TOKYO — Japanese police are giving up their search for an American poet who went missing on one of the remote islands, they said Saturday, a day after a U.S. rescue team said they had no luck finding him.
Craig Arnold, a University of Wyoming assistant professor of English and an award-winning poet, vanished April 26. He was in Japan as part of a creative writing program and was hiking on a volcano on the island of Kuchinoerabu-jima, which is about 30 miles (50 kilometers) off Japan’s southern Kyushu island.
A police spokesman said what had happened to Arnold was still unclear, but their search team was being withdrawn Saturday as prospects for finding him fade.
Overnight in the U.S., the University of Wyoming said in a release that Arnold had likely fallen from a cliff and didn’t survive.
They “learned from the private search group it hired that Arnold likely fell from a high and dangerous cliff, and there is virtually no possibility he could have survived the fall,” the university said.
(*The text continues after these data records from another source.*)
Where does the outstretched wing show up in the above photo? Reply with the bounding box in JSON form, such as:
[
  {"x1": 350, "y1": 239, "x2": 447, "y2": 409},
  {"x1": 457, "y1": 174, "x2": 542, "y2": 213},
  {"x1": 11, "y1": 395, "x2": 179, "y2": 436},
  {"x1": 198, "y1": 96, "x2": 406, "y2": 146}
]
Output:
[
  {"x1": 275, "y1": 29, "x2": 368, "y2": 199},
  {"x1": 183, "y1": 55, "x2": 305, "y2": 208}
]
“We had truly hoped for a different outcome to this story,” UW President Tom Buchanan said. “On behalf of all the faculty and staff at the University of Wyoming, I extend my deepest regrets to Craig’s family and fiancee.” David Kovar, of the California-based 1st Special Response Group, said Friday that four members of his team followed Arnold’s tracks over the top of the volcano to an extremely steep area of the island.
The team was leaving the island, but the Japanese government has committed a technical climbing team to continue to search the area the American team identified, he said.
Earlier, Kovar had said the team had dramatically reduced the size of the search area and expressed hope that progress would be made.
Arnold, 41, was in Japan through the U.S.-Japan Friendship Commission’s Creative Artists Exchange Fellowship and was working on a book on volcanoes.